The FCC has released the full order (pdf) detailing its justifications for approving Charter's $79 billion acquisition of Time Warner Cable and Bright House Networks, and it may leave you wondering why the agency approved the deal at all. As recently noted, the FCC attached several major conditions to the deal after voting 4-1 to approve it, the most notable of which is that Charter is prevented from imposing usage caps on its customers for a period of seven years after the deal is signed.
But were you to read the FCC's order, you might walk away wondering why the agency approved it. The FCC is quick to list three major reasons why the deal isn't particularly good for consumers, something the FCC hopes its conditions will manage to fix.
"We conclude that the transaction will materially alter the Applicants’ incentives and abilities in ways that are potentially harmful to the public interest," the FCC said.
"First, New Charter’s increased broadband footprint and desire to protect its video profits will increase incentives to impose data caps and usage-based prices in order to make watching online video more expensive, and in particular more expensive than subscribing to a traditional pay-TV bundle," Said the agency.
"Second, New Charter’s larger number of broadband subscribers will increase its incentive and ability to raise prices on companies—including online video distributors—that interconnect with New Charter’s network to deliver Internet traffic that consumers want," it noted.

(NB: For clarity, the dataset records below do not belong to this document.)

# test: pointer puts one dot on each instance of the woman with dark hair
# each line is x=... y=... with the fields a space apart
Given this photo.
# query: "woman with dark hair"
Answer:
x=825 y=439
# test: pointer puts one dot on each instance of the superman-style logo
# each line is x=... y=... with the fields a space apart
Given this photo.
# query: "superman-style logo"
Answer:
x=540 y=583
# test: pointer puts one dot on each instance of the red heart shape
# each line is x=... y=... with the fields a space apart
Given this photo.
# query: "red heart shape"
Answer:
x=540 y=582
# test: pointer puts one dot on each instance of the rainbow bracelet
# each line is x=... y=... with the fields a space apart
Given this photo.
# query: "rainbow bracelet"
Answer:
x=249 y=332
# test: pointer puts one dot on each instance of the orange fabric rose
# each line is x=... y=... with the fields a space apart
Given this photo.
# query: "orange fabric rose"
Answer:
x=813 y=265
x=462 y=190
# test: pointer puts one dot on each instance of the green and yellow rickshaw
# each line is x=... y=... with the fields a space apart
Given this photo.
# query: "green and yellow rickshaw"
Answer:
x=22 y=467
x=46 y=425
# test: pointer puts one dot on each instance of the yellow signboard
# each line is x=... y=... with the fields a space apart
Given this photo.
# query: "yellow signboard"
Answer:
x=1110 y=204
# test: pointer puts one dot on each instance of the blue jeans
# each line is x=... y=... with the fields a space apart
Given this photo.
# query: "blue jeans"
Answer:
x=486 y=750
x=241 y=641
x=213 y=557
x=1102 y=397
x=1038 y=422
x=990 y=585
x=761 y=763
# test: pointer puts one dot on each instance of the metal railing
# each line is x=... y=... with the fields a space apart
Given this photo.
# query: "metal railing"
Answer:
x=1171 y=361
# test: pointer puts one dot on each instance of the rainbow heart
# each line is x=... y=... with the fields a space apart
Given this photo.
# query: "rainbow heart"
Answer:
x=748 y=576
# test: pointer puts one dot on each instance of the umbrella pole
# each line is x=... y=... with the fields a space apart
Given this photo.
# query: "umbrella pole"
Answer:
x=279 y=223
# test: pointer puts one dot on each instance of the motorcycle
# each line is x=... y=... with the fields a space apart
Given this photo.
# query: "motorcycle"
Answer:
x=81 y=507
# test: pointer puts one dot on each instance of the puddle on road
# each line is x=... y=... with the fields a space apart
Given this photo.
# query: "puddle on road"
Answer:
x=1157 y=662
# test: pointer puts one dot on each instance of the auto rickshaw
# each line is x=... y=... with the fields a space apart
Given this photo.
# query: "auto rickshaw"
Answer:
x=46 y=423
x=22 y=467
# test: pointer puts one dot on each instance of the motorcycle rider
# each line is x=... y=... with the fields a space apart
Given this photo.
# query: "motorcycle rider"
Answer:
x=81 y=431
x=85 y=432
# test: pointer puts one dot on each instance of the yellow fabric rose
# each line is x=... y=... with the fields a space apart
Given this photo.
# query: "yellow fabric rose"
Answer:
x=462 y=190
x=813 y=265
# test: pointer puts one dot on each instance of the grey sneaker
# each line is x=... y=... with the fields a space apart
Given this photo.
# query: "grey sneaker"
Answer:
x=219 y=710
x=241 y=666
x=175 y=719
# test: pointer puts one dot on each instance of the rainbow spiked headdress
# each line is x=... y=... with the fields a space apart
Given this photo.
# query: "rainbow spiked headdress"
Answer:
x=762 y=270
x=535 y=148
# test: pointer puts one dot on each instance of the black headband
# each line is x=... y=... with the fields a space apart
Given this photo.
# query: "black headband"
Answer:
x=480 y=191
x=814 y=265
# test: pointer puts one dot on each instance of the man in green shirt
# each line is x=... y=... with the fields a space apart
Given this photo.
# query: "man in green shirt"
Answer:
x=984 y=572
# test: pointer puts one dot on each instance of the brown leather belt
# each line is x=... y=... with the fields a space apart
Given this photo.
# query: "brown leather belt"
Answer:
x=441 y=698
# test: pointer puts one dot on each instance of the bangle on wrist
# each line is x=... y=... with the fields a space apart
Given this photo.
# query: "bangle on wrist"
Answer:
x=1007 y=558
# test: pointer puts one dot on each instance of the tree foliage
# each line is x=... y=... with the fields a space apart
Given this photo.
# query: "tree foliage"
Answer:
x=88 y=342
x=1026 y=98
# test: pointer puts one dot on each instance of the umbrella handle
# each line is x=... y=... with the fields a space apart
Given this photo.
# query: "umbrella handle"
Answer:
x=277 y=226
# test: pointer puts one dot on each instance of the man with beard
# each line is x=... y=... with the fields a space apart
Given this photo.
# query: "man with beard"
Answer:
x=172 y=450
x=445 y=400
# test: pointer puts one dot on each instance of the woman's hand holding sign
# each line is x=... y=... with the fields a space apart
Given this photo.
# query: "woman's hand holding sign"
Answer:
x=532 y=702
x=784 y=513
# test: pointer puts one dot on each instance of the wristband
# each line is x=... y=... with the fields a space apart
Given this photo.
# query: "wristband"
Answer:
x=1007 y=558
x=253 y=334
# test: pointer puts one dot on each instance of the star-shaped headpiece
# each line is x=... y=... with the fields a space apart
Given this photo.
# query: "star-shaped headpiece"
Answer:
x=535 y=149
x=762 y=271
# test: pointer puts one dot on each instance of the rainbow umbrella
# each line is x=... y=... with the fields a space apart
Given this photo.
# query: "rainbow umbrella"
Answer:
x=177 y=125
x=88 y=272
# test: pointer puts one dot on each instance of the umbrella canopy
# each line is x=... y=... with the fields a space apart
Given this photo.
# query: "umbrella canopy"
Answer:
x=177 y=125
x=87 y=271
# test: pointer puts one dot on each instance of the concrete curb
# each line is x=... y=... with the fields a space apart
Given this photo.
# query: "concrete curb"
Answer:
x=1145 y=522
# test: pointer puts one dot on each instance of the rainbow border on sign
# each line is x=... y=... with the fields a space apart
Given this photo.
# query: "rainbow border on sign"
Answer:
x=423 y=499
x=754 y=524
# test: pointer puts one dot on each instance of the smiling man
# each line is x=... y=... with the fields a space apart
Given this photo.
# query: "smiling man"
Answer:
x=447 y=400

"Third, the transaction will likely increase New Charter’s incentive and ability to use its leverage over programmers to extract contractual terms that will frustrate the programmers’ abilities to license content for online distribution," said the FCC. "In doing so, New Charter will foreclose online video distributors from content that allows them to be more vibrant competitors to cable operators."

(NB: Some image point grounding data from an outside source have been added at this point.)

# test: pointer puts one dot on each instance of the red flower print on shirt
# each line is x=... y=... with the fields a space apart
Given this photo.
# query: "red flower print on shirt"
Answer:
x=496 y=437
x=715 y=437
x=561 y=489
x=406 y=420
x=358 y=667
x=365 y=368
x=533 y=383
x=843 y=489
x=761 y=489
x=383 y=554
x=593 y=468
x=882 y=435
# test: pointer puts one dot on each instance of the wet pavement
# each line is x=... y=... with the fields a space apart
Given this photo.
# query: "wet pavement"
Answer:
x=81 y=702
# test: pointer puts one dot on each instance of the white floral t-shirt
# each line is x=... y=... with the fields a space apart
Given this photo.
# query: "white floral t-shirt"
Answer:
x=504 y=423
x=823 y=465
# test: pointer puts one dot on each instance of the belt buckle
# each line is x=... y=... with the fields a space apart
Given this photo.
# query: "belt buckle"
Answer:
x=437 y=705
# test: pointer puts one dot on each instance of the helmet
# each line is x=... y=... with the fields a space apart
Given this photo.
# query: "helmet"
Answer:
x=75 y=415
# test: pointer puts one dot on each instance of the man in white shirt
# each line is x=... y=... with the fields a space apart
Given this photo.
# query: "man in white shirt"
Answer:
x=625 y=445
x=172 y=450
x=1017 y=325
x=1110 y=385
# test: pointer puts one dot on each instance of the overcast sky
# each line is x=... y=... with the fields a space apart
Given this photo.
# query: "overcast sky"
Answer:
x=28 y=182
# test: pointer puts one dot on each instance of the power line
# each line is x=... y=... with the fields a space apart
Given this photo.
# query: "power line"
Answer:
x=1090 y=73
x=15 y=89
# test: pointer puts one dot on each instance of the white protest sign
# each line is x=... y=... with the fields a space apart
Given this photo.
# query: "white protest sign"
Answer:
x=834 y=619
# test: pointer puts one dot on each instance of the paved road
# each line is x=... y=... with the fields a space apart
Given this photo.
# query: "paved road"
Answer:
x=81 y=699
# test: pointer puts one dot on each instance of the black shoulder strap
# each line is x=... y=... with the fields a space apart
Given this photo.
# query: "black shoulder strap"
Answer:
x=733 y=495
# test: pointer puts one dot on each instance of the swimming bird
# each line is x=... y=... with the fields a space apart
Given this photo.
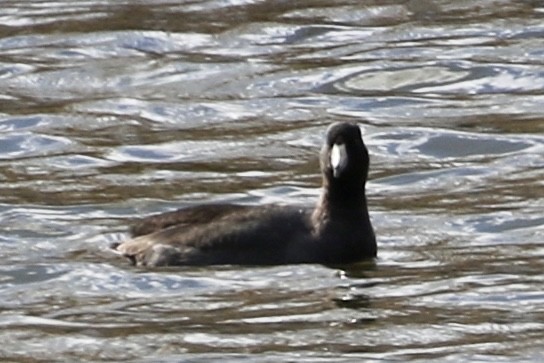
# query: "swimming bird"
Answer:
x=336 y=231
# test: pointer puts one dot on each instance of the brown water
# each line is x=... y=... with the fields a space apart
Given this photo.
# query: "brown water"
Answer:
x=116 y=109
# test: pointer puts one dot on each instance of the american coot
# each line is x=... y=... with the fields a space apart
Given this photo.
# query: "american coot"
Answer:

But the FCC is claiming its merger conditions will prevent all these horrible scenarios from playing out.
In addition to blocking the company from imposing usage caps, Charter is also forbidden from forcing edge providers like Netflix for direct interconnection, and is prohibited from threatening broadcasters should they strike deals with streaming competitors (something Dish repeatedly claimed happened with Sling TV). Charter also needs to expand its footprint to two million additional locations, one million of which must be in areas served by at least one other provider.
Merger conditions however are only valuable as long as they're enforced, something that hasn't historically been the FCC's forte.
Over the last fifteen years the FCC has repeatedly let telecom operators ignore all manner of conditions, with the worst-case scenario being wrist slaps in the form of small fines -- often years after the offenses are even relevant. Deployment promises like the 2 million additional households have historically proven especially pointless, in that the results are never seriously audited, letting companies play endless carrot on a stick with regulators incapable of (or politically hindered by) serious follow through.
Time will tell if the FCC's conditions are enough to keep Charter on its best behavior, or if the company simply finds other, more creative ways to use its much large size to unfair competitive advantage -- and pass debt incurred from the deal directly to consumers.